We're using a curl HEAD request in a PHP application to verify the validity of generic links. We check the status code just to make sure that the link the user has entered is valid. Links to all websites have succeeded, except LinkedIn.
While it seems to work locally (Mac), when we attempt the request from any of our Ubuntu servers, LinkedIn returns a 999 status code. Not an API request, just a simple curl like we do for every other link. We've tried on a few different machines and tried altering the user agent, but no dice. How do I modify our curl so that working links return a 200?
A sample HEAD request:
curl -I --url https://www.linkedin.com/company/linkedin
Sample Response on Ubuntu machine:
HTTP/1.1 999 Request denied
Date: Tue, 18 Nov 2014 23:20:48 GMT
Server: ATS
X-Li-Pop: prod-lva1
Content-Length: 956
Content-Type: text/html
To respond to @alexandru-guzinschi a little better.
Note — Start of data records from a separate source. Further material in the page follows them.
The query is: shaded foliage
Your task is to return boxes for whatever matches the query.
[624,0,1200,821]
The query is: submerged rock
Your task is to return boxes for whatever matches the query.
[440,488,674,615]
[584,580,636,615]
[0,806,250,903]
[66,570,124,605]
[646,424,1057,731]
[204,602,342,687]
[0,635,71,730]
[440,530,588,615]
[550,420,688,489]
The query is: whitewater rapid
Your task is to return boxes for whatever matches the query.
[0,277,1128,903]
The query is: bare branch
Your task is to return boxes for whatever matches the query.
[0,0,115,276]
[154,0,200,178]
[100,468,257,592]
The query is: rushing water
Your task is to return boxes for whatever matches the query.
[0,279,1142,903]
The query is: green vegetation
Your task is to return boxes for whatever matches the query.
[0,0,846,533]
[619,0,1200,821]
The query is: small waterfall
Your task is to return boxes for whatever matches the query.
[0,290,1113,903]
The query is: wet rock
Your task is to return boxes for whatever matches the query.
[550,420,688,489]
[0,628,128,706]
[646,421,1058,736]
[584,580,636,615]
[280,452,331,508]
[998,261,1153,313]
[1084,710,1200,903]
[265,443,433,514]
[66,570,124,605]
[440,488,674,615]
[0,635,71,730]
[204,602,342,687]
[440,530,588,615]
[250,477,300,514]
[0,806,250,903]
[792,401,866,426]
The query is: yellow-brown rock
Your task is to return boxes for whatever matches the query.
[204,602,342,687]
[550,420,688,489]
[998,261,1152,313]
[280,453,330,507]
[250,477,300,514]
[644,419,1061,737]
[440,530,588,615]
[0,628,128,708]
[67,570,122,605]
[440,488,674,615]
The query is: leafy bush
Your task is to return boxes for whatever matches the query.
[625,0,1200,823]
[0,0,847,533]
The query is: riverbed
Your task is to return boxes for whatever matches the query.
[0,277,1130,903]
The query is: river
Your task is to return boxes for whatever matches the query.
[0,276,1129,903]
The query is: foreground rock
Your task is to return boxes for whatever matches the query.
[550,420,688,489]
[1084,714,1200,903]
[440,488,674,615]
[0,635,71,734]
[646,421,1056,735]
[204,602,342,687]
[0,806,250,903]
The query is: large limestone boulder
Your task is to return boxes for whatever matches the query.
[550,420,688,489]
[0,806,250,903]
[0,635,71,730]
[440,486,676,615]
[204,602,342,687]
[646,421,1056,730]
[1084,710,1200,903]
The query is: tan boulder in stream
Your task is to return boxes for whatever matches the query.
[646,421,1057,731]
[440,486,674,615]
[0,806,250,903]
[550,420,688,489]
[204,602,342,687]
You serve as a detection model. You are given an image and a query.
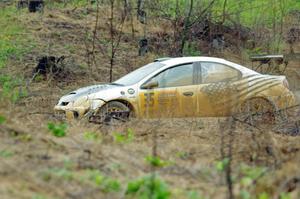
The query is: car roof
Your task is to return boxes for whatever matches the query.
[159,57,258,74]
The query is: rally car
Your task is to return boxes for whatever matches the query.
[54,57,295,122]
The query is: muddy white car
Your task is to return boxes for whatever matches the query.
[54,57,295,122]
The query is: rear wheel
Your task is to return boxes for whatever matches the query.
[241,98,276,125]
[89,101,130,124]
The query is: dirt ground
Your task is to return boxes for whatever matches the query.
[0,3,300,199]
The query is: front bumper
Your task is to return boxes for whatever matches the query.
[54,100,105,120]
[54,105,89,120]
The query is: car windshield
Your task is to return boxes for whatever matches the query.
[113,62,165,86]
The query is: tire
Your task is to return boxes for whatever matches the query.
[89,101,130,124]
[241,97,276,126]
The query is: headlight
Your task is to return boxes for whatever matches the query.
[90,99,105,110]
[73,96,89,107]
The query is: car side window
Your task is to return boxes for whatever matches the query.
[149,64,193,88]
[201,62,241,84]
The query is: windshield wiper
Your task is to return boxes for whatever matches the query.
[109,82,124,86]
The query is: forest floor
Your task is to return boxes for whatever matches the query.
[0,3,300,199]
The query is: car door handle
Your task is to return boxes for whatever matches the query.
[183,92,194,97]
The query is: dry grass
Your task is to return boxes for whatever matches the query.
[0,3,300,199]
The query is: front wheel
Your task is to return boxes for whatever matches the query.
[89,101,130,124]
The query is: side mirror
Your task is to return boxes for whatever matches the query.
[141,81,158,89]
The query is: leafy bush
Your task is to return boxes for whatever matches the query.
[48,122,67,137]
[126,176,171,199]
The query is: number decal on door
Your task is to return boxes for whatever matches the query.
[144,93,154,108]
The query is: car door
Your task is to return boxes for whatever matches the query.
[198,62,242,116]
[139,63,197,118]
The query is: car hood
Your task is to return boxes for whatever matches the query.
[59,84,122,104]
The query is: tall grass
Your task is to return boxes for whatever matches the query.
[0,6,34,102]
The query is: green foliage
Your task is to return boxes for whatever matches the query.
[0,115,6,125]
[0,6,33,69]
[0,150,14,158]
[48,122,67,137]
[145,155,170,167]
[126,176,171,199]
[187,191,204,199]
[113,128,134,143]
[89,170,121,193]
[183,42,201,56]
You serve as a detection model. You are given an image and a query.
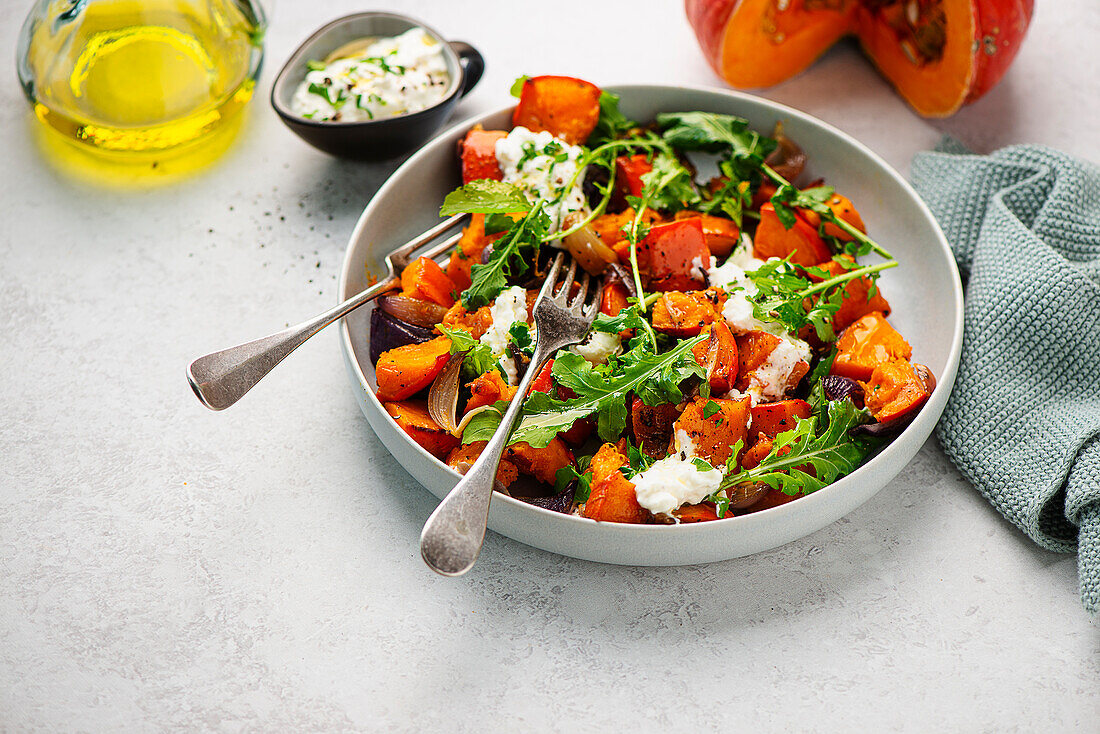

We've tried masking the User Agents. To sum up our trials:
So now I'm thinking they block any curl requests that dont provide an alternate UA and also block hosting providers?
Is there any other way I can check if a link to linkedin is valid or if it will lead to their 404 page, from an Ubuntu machine using PHP?
It looks like they filter requests based on the user-agent:
$ curl -I --url https://www.linkedin.com/company/linkedin | grep HTTP
HTTP/1.1 999 Request denied
$ curl -A "Mozilla/5.0 (Windows; U; Windows NT 5.1; de; rv:1.9.2.3) Gecko/20100401 Firefox/3.6.3" -I --url https://www.linkedin.com/company/linkedin | grep HTTP
HTTP/1.1 200 OK